Enquanto o RN ocupa a última posição regional, estados como o Piauí lideram com 16%, seguido por Maranhão (12%), Sergipe (10%), Bahia e Ceará (9%), Pernambuco e Paraíba (8%) e Alagoas (6%). O impacto direto dessa realidade é sentido pela população, que vê projetos de infraestrutura, saneamento e logística enfrentarem dificuldades de financiamento em decorrência do peso das despesas obrigatórias.
Um dado alarmante é que o Rio Grande do Norte apresenta o maior comprometimento da receita total com despesas de pessoal no Brasil, atingindo 68% ao somar salários, aposentadorias e encargos de todos os Poderes. Contudo, o secretário do Tesouro Estadual, Flávio George Rocha, pontua que houve uma trajetória de melhora em relação a 2025, período em que o índice alcançava 72%. Além disso, segundo a pasta, os investimentos estaduais cresceram 150% até o terceiro bimestre de 2026, na comparação com igual período do ano anterior.
O Tribunal de Contas do Estado (TCE-RN) esclarece que o índice de 68% não é o mesmo utilizado para aferir a conformidade com a Lei de Responsabilidade Fiscal (LRF). Sob o cálculo da Receita Corrente Líquida Ajustada, o Executivo comprometeu 56,12% no primeiro quadrimestre.

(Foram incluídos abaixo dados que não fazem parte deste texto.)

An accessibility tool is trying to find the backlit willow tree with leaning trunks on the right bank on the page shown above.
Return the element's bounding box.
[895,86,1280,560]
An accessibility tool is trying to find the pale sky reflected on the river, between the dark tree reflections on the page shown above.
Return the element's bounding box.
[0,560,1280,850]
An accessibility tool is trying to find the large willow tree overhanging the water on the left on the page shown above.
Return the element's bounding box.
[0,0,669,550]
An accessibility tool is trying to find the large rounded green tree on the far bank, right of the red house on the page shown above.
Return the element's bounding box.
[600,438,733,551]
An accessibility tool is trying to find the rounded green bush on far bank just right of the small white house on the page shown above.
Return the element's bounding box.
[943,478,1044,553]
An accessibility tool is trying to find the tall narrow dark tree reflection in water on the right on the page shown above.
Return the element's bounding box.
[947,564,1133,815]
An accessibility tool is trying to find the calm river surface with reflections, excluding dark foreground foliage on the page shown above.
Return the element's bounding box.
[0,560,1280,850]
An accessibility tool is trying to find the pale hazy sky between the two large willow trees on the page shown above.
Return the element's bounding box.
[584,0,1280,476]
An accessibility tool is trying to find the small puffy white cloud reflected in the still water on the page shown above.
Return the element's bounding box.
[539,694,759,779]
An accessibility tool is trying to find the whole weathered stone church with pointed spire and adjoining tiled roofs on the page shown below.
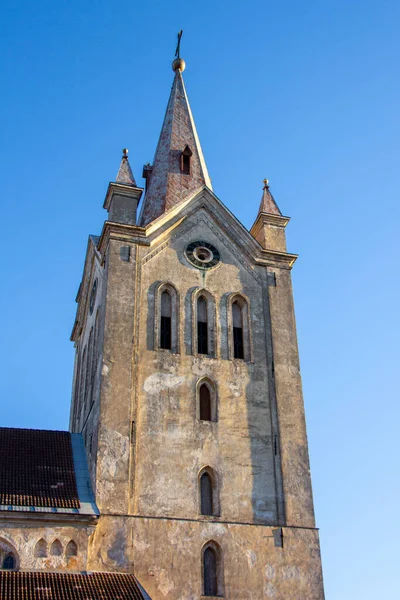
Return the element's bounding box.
[0,51,324,600]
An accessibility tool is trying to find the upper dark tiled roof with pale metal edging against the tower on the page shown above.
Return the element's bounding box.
[0,427,80,509]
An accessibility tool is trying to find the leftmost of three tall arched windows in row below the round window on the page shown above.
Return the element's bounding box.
[154,283,179,354]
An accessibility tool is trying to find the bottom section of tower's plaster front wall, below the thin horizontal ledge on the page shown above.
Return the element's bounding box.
[88,517,324,600]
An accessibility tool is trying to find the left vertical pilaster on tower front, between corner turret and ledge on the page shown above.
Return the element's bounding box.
[96,239,135,514]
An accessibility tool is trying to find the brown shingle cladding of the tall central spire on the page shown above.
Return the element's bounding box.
[141,68,212,225]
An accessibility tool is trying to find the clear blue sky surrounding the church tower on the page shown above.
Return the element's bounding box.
[0,0,400,600]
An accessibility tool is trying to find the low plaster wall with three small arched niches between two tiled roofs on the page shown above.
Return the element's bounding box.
[0,520,93,571]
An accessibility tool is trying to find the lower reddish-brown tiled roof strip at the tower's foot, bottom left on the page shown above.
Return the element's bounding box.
[0,571,144,600]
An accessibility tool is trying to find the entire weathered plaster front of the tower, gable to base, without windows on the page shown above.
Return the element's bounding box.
[76,196,323,600]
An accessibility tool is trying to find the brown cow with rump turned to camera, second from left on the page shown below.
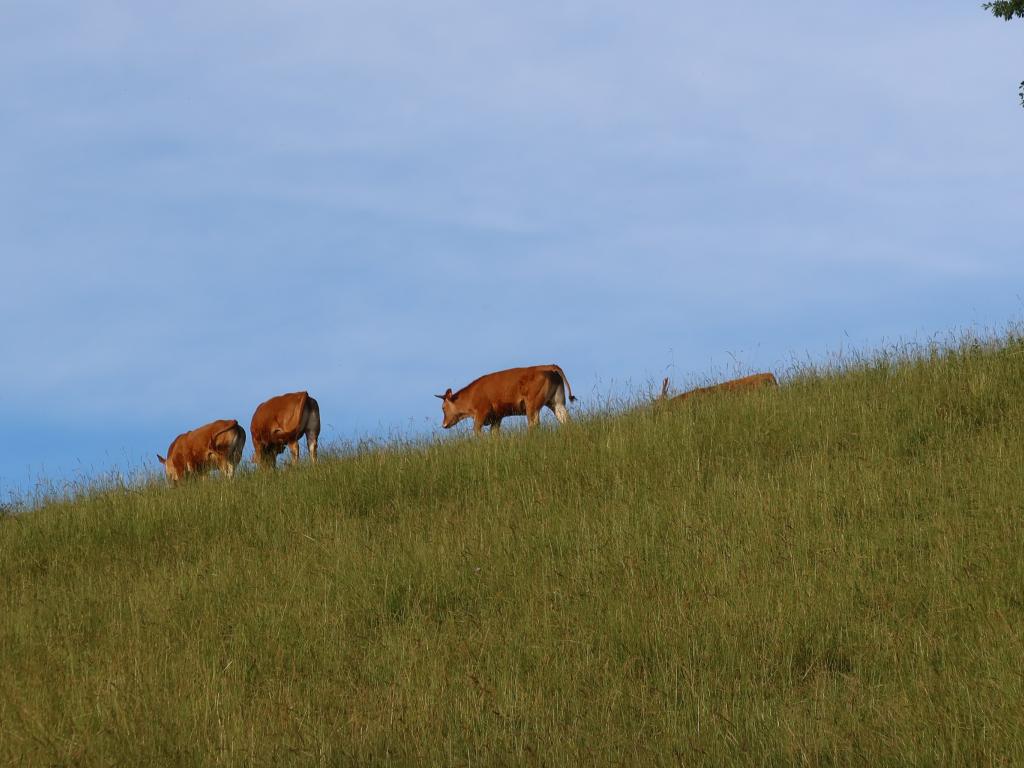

A situação previdenciária adiciona pressão extra às contas públicas. O Regime Próprio de Previdência Social (RPPS) acumulou um déficit de R$ 1,02 bilhão entre janeiro e junho, exigindo que o Tesouro Estadual realizasse aportes de R$ 969,7 milhões para o equilíbrio das contas. Para o restante de 2026, projeta-se um déficit total de R$ 2,437 bilhões, o que demandará novos aportes da ordem de R$ 1,467 bilhão até dezembro.
Embora as receitas correntes tenham crescido 10% no primeiro semestre de 2026, alcançando R$ 12,56 bilhões, as despesas acompanharam essa alta em um ritmo superior, de 11%, chegando a R$ 11,32 bilhões. Diante deste cenário, o Governo do Estado reforça que mantém medidas de controle de gastos e busca estratégias para ampliar a capacidade de investimento a longo prazo.